François Dumont possède une empreinte sonore caractéristique. On remarque tout d’abord la beauté sonore de son toucher, mais aussi le soin qu’il prend à octroyer à chaque ligne, chaque motif, la place qui lui revient au sein de l’ensemble, à les rechampir en quelque sorte. Ainsi l’on découvre l’œuvre comme à l’entendre pour la première fois. Une virtuosité transcendante lui permet de restituer l’ornementation avec toute la légèreté nécessaire introduisant le rubato le plus subtil. François Dumont, si l’on devait le résumer, produit un art de l’équilibre, sensible et solide. Cette intelligence musicale devient rare. Nombre d’interprètes charmants à regarder au demeurant, répandent un flot sonore aseptisé, édulcoré, sorte de fond sonore industriel d’ascenseur Roux-Combaluzier. L’artiste n’utilise à aucun moment le pilote automatique, il réinvente la phrase, la fait chanter avec son agogique particulière qui infléchit la suivante, aussi l’attention de l’auditeur est-elle à chaque instant sollicitée.
…Mais voici la Barcarolle. Dans le balancé vénitien, la couleur pourpre baigne les accords de sa lumière. Je n’ai jamais entendu cette œuvre jouée en concert avec tant de charme et d’intensité. La justesse du ton, sans excès, mais sans retenue, restitue l’évidence chopinienne.

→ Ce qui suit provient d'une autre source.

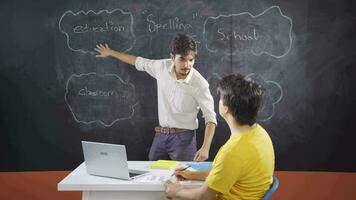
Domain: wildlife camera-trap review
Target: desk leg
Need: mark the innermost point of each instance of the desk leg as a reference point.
(123, 195)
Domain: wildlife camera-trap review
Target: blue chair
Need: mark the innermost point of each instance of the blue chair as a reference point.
(273, 188)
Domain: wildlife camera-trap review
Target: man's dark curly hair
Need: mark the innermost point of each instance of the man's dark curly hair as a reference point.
(182, 44)
(242, 97)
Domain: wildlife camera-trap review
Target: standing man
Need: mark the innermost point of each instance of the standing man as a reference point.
(243, 168)
(181, 92)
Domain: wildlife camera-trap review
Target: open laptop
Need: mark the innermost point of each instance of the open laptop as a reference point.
(109, 160)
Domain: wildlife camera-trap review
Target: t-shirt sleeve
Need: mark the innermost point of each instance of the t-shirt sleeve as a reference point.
(225, 172)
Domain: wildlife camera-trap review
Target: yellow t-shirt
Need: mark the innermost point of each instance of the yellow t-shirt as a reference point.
(243, 168)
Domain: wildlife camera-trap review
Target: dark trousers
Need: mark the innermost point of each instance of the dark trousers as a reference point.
(177, 146)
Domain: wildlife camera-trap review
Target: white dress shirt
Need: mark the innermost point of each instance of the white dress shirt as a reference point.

Le Scherzo n°3 offre à la suite un morceau de bravoure brillantissime pour clore la première partie. A la foucade succède la pluie argentée d’une partie centrale d’où émerge une méditation profonde. Là encore Dumont ne cède pas à la simplification mais fait scintiller les contrastes.
Quand débute après l’entracte la seconde partie avec Gaspard de la Nuit de Maurice Ravel, il ne faut pas longtemps pour qu’un inconditionnel de Chopin comme je le suis, devienne jaloux. Jaloux d’entendre aussi bien jouer, aussi pertinent, un compositeur, disons-le “moderne”. Il (c’est-à-dire moi) se serait bien accommodé de l’entendre un peu moins bien rendu, et que son Chopin chéri, par ailleurs alors disposé en deuxième partie, soit le triomphateur de la soirée. Mais François Dumont, il faut malheureusement le reconnaître, a raison d’articuler son programme de la sorte, non seulement dans l’ordre chronologique, mais aussi parce que la filiation, donc la compréhension, fonctionne à la perfection dans cette succession.
Gaspard de la Nuit fait souvent frémir les pianistes par son arduité. Les obstacles s’évanouissent ici dans une fluidité stupéfiante. Sous ces doigts enchanteurs, la pure musique jaillit au travers de la virtuosité.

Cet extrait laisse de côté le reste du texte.